В то же самое время, без малого в два, суперинтендант Адам Далглиш, затормозив, свернул на травянистую обочину перед Блайборским собором и, выбравшись из своего «купер-бристоля», вошел под прохладные серебристые своды одного из красивейших церковных зданий в Суффолке. Он ехал в Монксмир-Хед, под Данвичем, где намеревался провести десятидневный осенний отпуск у незамужней тетки, своей единственной здравствующей родственницы, и Блайборо был последней остановкой на его пути. Далглиш выехал из Сити ранним утром, когда Лондон еще даже не начал просыпаться, и, вместо того чтобы двигаться прямой дорогой через Ипсвич, свернул в Челмсфорде на север и въехал на территорию Суффолка со стороны Садбери. Позавтракав в Лонг-Мелфорде, он взял направление на запад и медленно покатил через Лейвенхем в самое зеленое и наименее испохабленное из графств. День был прекрасный, и на душе у него было бы не хуже, если бы не одна неотступная забота. Ему надо было принять некое решение, которое он сознательно отложил на отпуск. До возвращения в Лондон он должен был додумать до конца: делать предложение Деборе Рис-коу или нет?

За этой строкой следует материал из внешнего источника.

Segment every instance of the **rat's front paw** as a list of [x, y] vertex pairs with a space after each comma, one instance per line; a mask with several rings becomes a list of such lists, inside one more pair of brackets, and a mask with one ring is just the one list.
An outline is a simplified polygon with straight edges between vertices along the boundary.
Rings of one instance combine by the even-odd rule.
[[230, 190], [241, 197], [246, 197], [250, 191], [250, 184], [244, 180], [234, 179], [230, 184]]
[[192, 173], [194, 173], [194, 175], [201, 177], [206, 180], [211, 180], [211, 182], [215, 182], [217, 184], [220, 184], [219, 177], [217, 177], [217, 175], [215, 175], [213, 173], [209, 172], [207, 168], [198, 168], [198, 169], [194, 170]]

Честью говоря, ему было бы проще, не знай он наверняка, какова будет ее реакция. А так вся ответственность – на нем, ему предоставлялось решить, следует ли прервать нынешние достаточно комфортные отношения (достаточно комфортные для него, во всяком случае, но ведь факт, что и Дебора сейчас гораздо счастливее, чем год назад, верно?) и заменить их взаимными обязательствами, которые, насколько он понимал, раз приняв на себя, и та и другая сторона будет рассматривать как нерасторжимые, чем бы дело ни обернулось. Нет, кажется, более несчастных супружеских пар, чем те, кому гордость мешает признать, что они несчастны. Кое-какие доводы против ему были известны уже и сейчас. Ей, например, не нравится его работа. Это неудивительно и не так уж важно. Работу он выбирал сам и не нуждался ни в чьем одобрении. Но если представить себе, что всякий раз, как надо будет задержаться на работе или куда-то срочно выехать, – извольте звонить домой, отпрашиваться… Прохаживаясь под высокими четырехгранными сводами храма, вдыхая особый англиканский аромат воска, цветов и старых отсыревших молитвенников, Далглиш вынужден был признаться себе, что получил желаемое как раз тогда, когда усомнился в его желанности. Дело это обычное и не должно особенно огорчать умного человека, но все-таки неприятно. Его останавливал не страх утратить свободу – как правило, больше всего пекутся о своей свободе именно те, кто внутренне несвободен. Гораздо труднее ему было поступиться своей обособленной личной жизнью. Даже просто постоянное физическое присутствие рядом с тобой другого человека и то нелегко стерпеть. Водя пальцем по деревянным извивам резного аналоя XV века, Далглиш пытался представить себе, как это будет, когда в квартире на Куинхайте поселится Дебора – уже не дорогая гостья, а законная, документально зарегистрированная «половина».